Peters suggests that even religious brothers are not so different from you or I Brother Cadfael understands the workings of the human heart and mind with tolerance rather than with religious scrupulosity.

"He had, after all, chosen this cloistered life with his eyes open." (1) There are whispers amongst the other members of the monastery, presumably true, that "in a life such as he [Cadfael] had led there [in Jerusalem] there must have been some encounters with women, and not presumably chivalrous, and what sort of grounding was that for convental life?" (2) But Cadfael, when tending his garden, seems to enjoy his work as Benedictine monk at Shrewsbury Abbey although he has fought violently during Crusades.

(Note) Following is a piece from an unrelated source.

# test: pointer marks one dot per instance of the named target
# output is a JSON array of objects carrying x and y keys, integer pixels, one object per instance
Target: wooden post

He has also undertaken the study of herbs, which gives him insight into the ways of life and death, and presumably the tools of murder and healing. The first scene of the novel, in a presumable foreshadowing, shows Cadfael "pricking out cabbage seedlings"...his thoughts on "growth and fertility, not at all on graves and reliquaries and violent deaths." (1) He enjoys the natural world and the open air more than a morning mass, but eventually the world intrudes upon Cadfael's sense of peace.

Morbid Taste for Bones Chapters 3-4 So and at the very same slanting angle did the feathered flight of the arrow that jutted out from under the cage of his ribs." (68) These words cement the dramatic conclusion of Chapter 4 of A Morbid Taste for Bones -- and begin the central, driving murder mystery that lies at the heart of the plot of the tale. Brother Cadfael and the Prior of the Abbey are on a pilgrimage to a town in Wales to visit the shrine of Saint Winifred.

The Prior of his Abbey hopes that these relics, if brought to Shrewsbury will bring enrichment to the Benedictine monks, as more pilgrims will visit the Abbey. The dead man is Rhisiart, one of the community activists most angrily against moving the remains of the saint. Cadfael shows that he is still an active man, despite his age and his current retirement in the Abbey, as he pushes back the brush in a desperate search for the Welshman.

The quest for the saint's pones on the part of Cadfael's Benedictine Abbey (although Cadfael does not support his prior's action, necessarily, although he is bound by a vow of obedience) shows how the concerns of the medieval era are not so different from our own. Human nature has not changed.